Single- and Multiple-dose Pharmacokinetics, Excretion, Metabolism, and Safety of the Antivirulence Agent Fluorothiazinone in Healthy Adults.

Introduction: Fluorothiazinone (FT) is a novel antivirulence agent formulated as an immediate-release uncoated tablet, with demonstrated efficacy and safety against infections caused by drug-resistant Gram-negative bacteria. In this study, we evaluated the pharmacokinetics, excretion, metabolism, and safety of FT in healthy adults under single- and multiple-dose regimens.

Methods: In a randomized study, participants received either a single 1800 mg oral dose of FT or multiple doses according to one of the following regimens: two doses within one day (900 or 1200 mg every 12 h) or 14 doses across 7 days (900 mg every 12 h). Pharmacokinetics, excretion and metabolic profiles were assessed using serial blood and urine sampling.

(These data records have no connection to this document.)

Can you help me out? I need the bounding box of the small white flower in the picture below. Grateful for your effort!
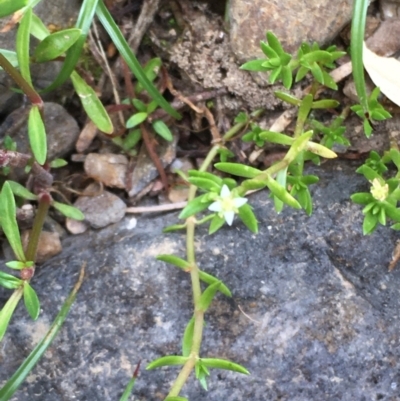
[208,185,247,225]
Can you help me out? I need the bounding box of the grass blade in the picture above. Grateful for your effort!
[15,7,32,86]
[351,0,369,113]
[96,0,181,119]
[0,264,85,401]
[42,0,98,93]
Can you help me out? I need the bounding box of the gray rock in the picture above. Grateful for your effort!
[229,0,353,63]
[0,158,400,401]
[74,184,126,228]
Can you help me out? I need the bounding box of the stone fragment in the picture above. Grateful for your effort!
[229,0,353,63]
[0,160,400,401]
[84,153,128,188]
[67,184,126,228]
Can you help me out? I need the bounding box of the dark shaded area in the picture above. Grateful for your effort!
[0,161,400,401]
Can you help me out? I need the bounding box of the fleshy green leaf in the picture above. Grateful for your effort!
[239,203,258,234]
[311,99,340,109]
[7,181,38,200]
[28,106,47,165]
[24,281,40,320]
[42,0,99,92]
[71,71,114,134]
[208,209,225,235]
[31,14,50,40]
[182,317,194,357]
[198,281,221,312]
[188,170,223,188]
[0,0,29,18]
[126,111,148,128]
[16,7,32,86]
[199,270,231,297]
[0,289,22,340]
[260,131,294,146]
[179,194,211,219]
[201,358,250,375]
[189,177,221,192]
[163,223,186,233]
[283,131,313,163]
[51,201,85,221]
[0,271,83,401]
[306,141,337,159]
[151,120,174,142]
[0,271,23,290]
[363,214,378,235]
[33,28,81,63]
[266,175,301,209]
[0,181,26,261]
[6,260,33,270]
[0,49,18,71]
[50,159,68,168]
[274,91,301,106]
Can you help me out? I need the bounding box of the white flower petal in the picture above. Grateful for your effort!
[208,201,222,212]
[220,184,231,198]
[224,210,235,226]
[233,198,247,208]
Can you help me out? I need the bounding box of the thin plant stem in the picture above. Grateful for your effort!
[168,145,220,397]
[26,194,51,261]
[0,53,43,107]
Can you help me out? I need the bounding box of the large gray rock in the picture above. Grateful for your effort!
[0,162,400,401]
[229,0,353,63]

Results: Twenty-nine participants completed the study. Dividing the total daily dose into two equal administrations extended FT's half-life and systemic exposure, representing the optimal dosing strategy. Steady-state pharmacokinetics were observed after 7 days of dosing, indicating extensive tissue distribution. Urinary recovery of unmetabolized FT was low, and identified metabolites are presented. Both single and multiple doses were well tolerated.

Conclusion: FT, administered orally, was safe and well tolerated in healthy adults in both single and repeated dosing regimens. The pharmacokinetic data support the continued clinical development of FT, including its use in future phase II and III trials. FT's lack of impact on normal intestinal microflora further substantiates its potential as an antivirulence therapy.